18. With regard to ground 1 in the instant appeal, the judge did not specifically state that he was satisfied that due notice of the time and place of the hearing had been given. However, as was pointed out by Mr Clarke, it is abundantly clear from the documentation that the appellant and his representatives were aware of the date, time and place of hearing. As the judge noted at paragraph 15, at the CMR the original substantive hearing date was adjourned to 15 April 2019. That the appellant was aware of the hearing date for 15 April 2019 is amply testified to by the letter he sent on 5 April 2019 seeking an adjournment of the hearing listed for 15 April 2019. That application was refused on 11 April 2019 where it was said that the application could be renewed at the outset of the hearing. The appellant had said that he requested an extension of time to submit a witness statement in support of his appeal and sought an extension of four months. In fact there was a witness statement in the bundle before the judge in the hearing at any event. The covering letter to the bundle referred to the hearing date of Monday 15 April at the Nottingham Justice Centre. Accordingly, I agree with Mr Clarke that it is entirely clear that due notice of the time and place of the hearing had been given and it was in my view unnecessary for the judge formally to refer to that in the circumstances where documentary evidence made it abundantly clear that that was the case.
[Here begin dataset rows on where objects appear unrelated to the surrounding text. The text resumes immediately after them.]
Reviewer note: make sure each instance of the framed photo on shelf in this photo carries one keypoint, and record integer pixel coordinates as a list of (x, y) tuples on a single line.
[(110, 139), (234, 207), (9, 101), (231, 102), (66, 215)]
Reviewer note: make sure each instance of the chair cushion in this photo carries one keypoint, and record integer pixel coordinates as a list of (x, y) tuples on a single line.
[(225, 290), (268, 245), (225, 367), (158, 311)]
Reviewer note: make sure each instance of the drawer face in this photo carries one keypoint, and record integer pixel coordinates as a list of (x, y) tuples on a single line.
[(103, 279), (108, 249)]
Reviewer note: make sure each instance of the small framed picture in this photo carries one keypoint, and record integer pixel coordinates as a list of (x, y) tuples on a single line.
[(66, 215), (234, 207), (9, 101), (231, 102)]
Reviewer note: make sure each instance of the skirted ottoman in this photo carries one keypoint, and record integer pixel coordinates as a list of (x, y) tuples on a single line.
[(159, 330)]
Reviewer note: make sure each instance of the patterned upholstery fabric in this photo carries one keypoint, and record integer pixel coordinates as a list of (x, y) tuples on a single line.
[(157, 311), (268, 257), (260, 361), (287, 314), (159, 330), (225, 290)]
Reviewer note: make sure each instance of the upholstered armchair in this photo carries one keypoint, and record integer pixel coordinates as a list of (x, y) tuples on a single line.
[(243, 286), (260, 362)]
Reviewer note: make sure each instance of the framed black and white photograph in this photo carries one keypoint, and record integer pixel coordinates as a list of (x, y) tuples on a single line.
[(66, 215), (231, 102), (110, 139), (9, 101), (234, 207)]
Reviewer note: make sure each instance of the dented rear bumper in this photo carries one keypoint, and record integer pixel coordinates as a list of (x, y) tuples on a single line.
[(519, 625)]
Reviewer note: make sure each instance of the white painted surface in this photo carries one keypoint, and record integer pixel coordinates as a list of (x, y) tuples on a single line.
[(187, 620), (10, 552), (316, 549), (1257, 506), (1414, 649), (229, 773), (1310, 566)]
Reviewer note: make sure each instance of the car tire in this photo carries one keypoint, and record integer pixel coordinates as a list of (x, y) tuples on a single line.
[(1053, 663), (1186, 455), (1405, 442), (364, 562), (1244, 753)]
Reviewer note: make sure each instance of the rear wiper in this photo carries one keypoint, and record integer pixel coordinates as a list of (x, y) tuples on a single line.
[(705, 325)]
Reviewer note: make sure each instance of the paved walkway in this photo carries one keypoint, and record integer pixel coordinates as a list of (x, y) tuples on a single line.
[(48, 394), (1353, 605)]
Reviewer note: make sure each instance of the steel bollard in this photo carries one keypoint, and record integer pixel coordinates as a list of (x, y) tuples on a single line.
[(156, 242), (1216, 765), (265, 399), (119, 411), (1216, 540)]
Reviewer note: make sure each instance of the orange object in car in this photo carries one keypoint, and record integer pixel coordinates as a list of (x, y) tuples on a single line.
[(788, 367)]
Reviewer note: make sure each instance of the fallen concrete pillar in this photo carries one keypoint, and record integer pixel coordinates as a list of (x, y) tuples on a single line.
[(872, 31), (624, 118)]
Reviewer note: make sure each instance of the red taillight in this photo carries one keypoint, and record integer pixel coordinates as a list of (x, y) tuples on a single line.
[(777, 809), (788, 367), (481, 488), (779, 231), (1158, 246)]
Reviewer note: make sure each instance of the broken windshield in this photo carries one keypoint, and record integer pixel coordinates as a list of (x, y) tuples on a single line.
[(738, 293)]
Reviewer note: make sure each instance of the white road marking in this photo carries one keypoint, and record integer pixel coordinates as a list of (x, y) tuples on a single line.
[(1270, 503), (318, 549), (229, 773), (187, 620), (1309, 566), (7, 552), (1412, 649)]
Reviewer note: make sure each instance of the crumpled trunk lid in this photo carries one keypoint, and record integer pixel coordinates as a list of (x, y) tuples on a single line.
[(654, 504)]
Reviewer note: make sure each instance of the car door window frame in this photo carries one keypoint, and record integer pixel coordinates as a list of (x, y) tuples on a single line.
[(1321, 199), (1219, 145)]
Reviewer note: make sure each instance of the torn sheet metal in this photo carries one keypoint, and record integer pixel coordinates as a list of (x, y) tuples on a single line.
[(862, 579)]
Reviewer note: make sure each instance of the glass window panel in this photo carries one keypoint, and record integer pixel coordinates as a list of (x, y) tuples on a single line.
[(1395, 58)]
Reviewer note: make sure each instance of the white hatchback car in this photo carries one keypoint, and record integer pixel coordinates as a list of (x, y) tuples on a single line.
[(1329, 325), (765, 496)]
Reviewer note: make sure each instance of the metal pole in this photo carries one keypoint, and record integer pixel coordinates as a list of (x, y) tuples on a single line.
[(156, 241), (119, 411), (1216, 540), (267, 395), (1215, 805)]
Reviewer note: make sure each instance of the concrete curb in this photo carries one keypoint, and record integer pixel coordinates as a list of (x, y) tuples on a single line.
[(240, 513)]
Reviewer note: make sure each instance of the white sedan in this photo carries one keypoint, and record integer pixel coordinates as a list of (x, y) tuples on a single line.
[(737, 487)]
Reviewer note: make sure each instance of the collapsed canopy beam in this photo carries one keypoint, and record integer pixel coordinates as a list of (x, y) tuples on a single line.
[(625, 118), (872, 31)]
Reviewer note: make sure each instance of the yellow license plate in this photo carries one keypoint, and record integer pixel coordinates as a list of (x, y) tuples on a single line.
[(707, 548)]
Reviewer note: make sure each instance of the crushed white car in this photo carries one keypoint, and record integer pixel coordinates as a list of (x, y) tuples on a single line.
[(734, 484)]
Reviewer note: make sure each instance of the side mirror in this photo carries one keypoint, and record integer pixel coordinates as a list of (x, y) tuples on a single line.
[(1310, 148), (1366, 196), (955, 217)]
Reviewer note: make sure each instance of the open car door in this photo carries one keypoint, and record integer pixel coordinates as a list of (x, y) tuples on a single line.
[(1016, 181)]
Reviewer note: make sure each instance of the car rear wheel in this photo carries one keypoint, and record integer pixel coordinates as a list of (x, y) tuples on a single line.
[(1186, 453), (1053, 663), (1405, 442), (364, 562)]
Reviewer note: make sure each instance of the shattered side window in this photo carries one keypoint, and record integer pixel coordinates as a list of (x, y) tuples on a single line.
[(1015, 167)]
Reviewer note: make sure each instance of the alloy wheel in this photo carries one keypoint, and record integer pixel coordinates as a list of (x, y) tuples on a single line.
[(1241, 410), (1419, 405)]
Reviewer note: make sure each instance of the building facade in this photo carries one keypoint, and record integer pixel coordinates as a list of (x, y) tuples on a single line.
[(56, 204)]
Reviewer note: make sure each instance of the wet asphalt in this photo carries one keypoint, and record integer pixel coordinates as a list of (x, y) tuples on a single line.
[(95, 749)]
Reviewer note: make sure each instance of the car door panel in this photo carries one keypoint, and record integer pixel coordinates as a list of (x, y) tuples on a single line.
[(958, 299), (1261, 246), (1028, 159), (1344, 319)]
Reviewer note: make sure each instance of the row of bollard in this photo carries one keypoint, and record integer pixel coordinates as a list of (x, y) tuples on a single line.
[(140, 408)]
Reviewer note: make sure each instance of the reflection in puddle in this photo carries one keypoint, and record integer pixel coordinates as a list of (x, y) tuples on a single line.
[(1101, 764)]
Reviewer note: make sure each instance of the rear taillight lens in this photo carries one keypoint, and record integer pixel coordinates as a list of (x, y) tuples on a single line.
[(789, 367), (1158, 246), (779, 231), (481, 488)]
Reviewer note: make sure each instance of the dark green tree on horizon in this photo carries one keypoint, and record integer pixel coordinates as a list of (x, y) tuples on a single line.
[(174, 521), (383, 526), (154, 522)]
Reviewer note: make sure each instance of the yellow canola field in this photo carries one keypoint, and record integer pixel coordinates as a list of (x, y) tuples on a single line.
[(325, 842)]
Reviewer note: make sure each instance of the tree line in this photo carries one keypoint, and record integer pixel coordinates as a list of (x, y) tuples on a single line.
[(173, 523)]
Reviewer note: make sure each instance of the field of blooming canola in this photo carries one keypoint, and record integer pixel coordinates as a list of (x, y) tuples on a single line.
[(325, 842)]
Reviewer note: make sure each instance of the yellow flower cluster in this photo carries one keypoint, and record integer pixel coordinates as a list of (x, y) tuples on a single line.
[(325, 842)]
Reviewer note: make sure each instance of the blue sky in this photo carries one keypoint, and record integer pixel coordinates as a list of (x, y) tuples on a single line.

19. As regards the second ground, again it does not seem to me that the judge erred. The evidence relayed from the prison staff was that the appellant was aware of the need to go to court via another prison and said that he was not attending because his solicitor had told him he was going to get the hearing re-scheduled and there was not enough evidence. That as the judge noted, was inconsistent with what Mr Holt on instructions had told him in that they were expecting the appellant to attend the appeal hearing. In my view it was a perfectly reasonable inference for the judge to draw from the account being given by the appellant that he had on his own initiative decided his case was not ready to proceed and that by refusing to be transported to the hearing he hoped to secure a further adjournment. He must have known that his earlier adjournment request had been refused since the refusal was sent to him. Clearly he had not been told by his solicitor that the hearing was going to be re-scheduled and that there was not enough evidence. The bundle including his own witness statement had been provided to the Tribunal. I do not think the judge erred in refusing to adjourn in light of the apparent contradiction between what was said by the prison staff on the appellant's behalf and what the appellant's representatives said. It was fully open to the judge rather than resolving this conflict by an adjournment to decide as he did. Although he did not refer to it, the overriding objective as set out at Rule 2 of the Tribunal Procedure Rules 2014 sets out the purpose of enabling the Tribunal to deal with cases fairly and justly and includes ensuring so far as practicable that the parties are able to participate fully in the proceedings but also involves avoiding delay so far as compatible with proper consideration of the issues. Here the appellant had made a deliberate choice not to attend. He was not prevented as appears that may well have been the case in Khmelkevich, by reason of inability to attend. He made a deliberate choice which the judge was entitled to find was not as a consequence of anything that he had notified to his solicitors. The decision involved a proper exercise of the use of the judge's discretion with regard to proportionality which is another relative element of Rule 2. I do not consider that any error of law in the refusal to adjourn in this case has been identified and as a consequence the appeal is dismissed.

20. No anonymity direction is made.


Signed Date 10 July 2019

Upper Tribunal Judge Allen

TO THE RESPONDENT
FEE AWARD

The appeal is dismissed and therefore there can be no fee award.